年下ワンコとオオカミ男~後悔しない、恋のために~
そう決意して、一度大きく息を吐く。
よし、と気合を入れ直したところで、携帯が鳴った。


『あ、沙羽? 下に着いたけど、もう出れるか?』

「出れるけど。……まだ予約の時間まで余裕あるよね? 一回部屋まで来てくれないかな」

『……なんで?』

「どうしても話したいことがあるの。落ち着いて話せたほうがいいし」


ここまで話をさせろ、と強硬に言い続けているんだから、祥裄のほうもそろそろ、話の内容に気づき始めてもいい頃だ。

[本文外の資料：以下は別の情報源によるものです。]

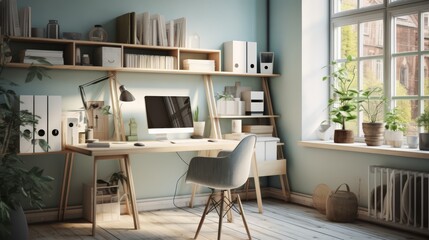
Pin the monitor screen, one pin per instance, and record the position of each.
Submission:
(169, 114)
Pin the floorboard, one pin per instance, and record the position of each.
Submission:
(280, 220)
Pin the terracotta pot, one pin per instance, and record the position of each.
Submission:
(373, 133)
(343, 136)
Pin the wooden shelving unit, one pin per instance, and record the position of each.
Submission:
(268, 168)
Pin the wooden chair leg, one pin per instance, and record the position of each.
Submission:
(222, 199)
(203, 216)
(242, 216)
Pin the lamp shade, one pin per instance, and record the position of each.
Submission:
(125, 96)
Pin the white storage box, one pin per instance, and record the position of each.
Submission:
(108, 204)
(266, 148)
(254, 101)
(199, 65)
(233, 108)
(107, 57)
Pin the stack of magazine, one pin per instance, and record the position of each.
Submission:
(150, 29)
(14, 22)
(52, 56)
(150, 61)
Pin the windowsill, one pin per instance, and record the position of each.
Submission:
(363, 148)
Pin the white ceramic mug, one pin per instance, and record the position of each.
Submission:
(236, 126)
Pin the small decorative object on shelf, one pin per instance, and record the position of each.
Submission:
(53, 29)
(98, 34)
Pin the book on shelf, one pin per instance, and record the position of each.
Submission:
(150, 61)
(126, 29)
(151, 29)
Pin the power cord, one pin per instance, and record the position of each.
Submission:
(177, 182)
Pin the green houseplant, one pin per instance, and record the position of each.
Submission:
(423, 121)
(343, 105)
(372, 104)
(18, 185)
(395, 126)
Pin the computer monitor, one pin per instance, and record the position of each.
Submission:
(168, 115)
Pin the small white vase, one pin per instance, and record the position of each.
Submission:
(199, 129)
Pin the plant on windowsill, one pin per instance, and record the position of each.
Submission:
(372, 103)
(423, 121)
(198, 125)
(395, 126)
(343, 105)
(18, 185)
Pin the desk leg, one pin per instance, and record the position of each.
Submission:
(131, 191)
(256, 180)
(94, 197)
(65, 188)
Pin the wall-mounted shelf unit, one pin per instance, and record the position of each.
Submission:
(68, 47)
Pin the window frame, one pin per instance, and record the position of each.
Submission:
(386, 12)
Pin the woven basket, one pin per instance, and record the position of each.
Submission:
(342, 206)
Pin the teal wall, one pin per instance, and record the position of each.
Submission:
(155, 175)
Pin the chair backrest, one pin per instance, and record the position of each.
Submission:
(236, 165)
(227, 171)
(240, 161)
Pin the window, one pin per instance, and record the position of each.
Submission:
(389, 40)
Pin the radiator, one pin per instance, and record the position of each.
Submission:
(399, 197)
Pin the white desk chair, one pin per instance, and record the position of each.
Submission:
(227, 171)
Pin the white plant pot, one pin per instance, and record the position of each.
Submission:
(394, 138)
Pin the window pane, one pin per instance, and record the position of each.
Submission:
(345, 5)
(372, 35)
(406, 28)
(426, 75)
(425, 19)
(347, 41)
(367, 3)
(409, 110)
(407, 73)
(372, 73)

もし、長引かせることで私の意志が変わるのを待とうとしているんなら。もうそんな期待をされても困る。

それでも祥裄は、しばらく無言で考えた後、はっきり言った。


『嫌だ』

「ちょっと……」

『話なら食事が終わった後にしてくれ。せっかくのフレンチがまずくなるような話は聞きたくない』

「レストランならキャンセルしよう、キャンセル料なら私が払う……」

『ばーか、金の話をしてるんじゃないんだよ。……話なら後でちゃんと聞く。だけど今日一日は俺に付き合え』


そう言ってぶちっと電話を切られてしまった。しばらく呆気にとられて携帯を見つめてから、仕方なく部屋を出る。